During this Wednesday’s City Council meeting, the Council will review items pertaining to the new property tax program, rules of Council, Easton’s Beach, and the capital improvement planning; among other topics. Here are some highlights:  

Resolutions – To Be Voted Upon 

  • The first is to re-establish the Ad-Hoc Tax Committee. What does this mean? The Ad-Hoc Tax Committee will continue to study the implementation and effectiveness of the two-tiered residential tax program. The goals of the Committee will be to research the program through the collection of data and public comment on challenges with the program and will provide recommendations regarding enrollment, enforcement of the program, and additions to City ordinances. The two-tiered residential property tax tax program provides owner-occupied and rental properties occupied by year round residents with a break in their real estate taxes. Qualified property owners can file an application anytime between now and March 15, 2023. More information can be found on the cityofnewport.com site.  The City Manager’s memo appearing later on the docket reports that to date 1,100 applications have been received.
  • The second resolution on the docket concerns revisions to the Rules of Council document that was adopted at the January 11, 2023 Council meeting. The Rules of Council document references the provisions of the City’s Charter that governs the Council, duties of the Chair, how the Council shall debate items, how the meetings are structured, and standard of professional conduct for Council members.

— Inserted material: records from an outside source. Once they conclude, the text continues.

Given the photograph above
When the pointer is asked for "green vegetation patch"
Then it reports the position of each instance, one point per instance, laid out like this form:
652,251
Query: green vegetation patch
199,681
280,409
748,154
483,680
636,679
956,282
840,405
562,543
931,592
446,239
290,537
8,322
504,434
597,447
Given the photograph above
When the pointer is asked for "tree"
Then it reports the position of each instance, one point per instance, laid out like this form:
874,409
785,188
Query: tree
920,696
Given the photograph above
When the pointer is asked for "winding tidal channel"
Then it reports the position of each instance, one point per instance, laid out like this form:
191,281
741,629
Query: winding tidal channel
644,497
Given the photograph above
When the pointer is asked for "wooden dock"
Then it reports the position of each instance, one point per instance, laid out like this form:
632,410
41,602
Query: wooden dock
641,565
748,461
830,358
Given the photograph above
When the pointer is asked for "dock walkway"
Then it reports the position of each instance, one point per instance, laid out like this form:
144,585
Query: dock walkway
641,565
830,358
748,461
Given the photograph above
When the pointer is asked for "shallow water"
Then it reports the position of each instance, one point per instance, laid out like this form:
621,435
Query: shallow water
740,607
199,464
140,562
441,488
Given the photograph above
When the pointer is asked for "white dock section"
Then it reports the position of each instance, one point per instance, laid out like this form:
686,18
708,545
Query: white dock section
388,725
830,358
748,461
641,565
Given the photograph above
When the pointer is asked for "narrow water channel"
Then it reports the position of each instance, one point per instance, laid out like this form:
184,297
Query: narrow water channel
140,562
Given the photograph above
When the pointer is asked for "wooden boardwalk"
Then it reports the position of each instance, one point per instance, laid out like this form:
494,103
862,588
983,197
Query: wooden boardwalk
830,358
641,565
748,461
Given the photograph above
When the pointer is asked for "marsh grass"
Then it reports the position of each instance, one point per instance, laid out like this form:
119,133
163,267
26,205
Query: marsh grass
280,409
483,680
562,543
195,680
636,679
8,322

A minor issue with the document is that some of the Charter references are not in accordance with the online version of the City’s Charter, which has not been updated to reflect the voter approved five amendments to the Charter from this past November’s election. 

Memos from the City Manager – For Receipt / Discussion

  • The status update memo on Easton’s Beach states that the Carousel and Snack Bar Building is not salvageable based upon a November 1, 2022 Planning Study Report. The report concluded that the Rotunda Building is not structurally at risk but the report did recommend that the Beach itself is in need of a replenishment program that is estimated to cost $10 million. 
  • An extensive memo is provided in the docket attachments outlining the public process for annual review of the the Capital Improvement Plan and the City’s operating budget.
    • The 5-Year Capital Improvement Program is a recommended schedule of public physical improvements for the City, the Newport School Department, and the Newport Public Library. In the memo, it is stated that a workshop could be held at the Council’s request to review the CIP, with a public hearing to be held at least a week prior to Council adopting the CIP. The proposed CIP will be submitted to Council by February 1, 2023.
    • The Biennial Budget document covers two years of estimated revenues and proposed expenses. The proposed operating budget will be submitted to Council by April 15, 2023 with public hearings to follow in May and June. 

One response to “Upcoming Items on Newport City Council Agenda”

  1. Thanks for the helpful docket summary. Many important issues here. I remain shocked and amazed that the annual Capital Improvement Plan “process” fails to pro-actively seek inputs from neighborhood group, business groups, and the general public at the FRONT END of their annual update. We all know what happens when public inputs are pushed to the obligatory, two public hearings at the back-end of the process. I raised this issue directly to the council in 2006. Then city manager Ed Lavallee liked the idea of earlier structured inputs. We definitely have the technology to collect inputs efficiently. But is city hall willing to listen?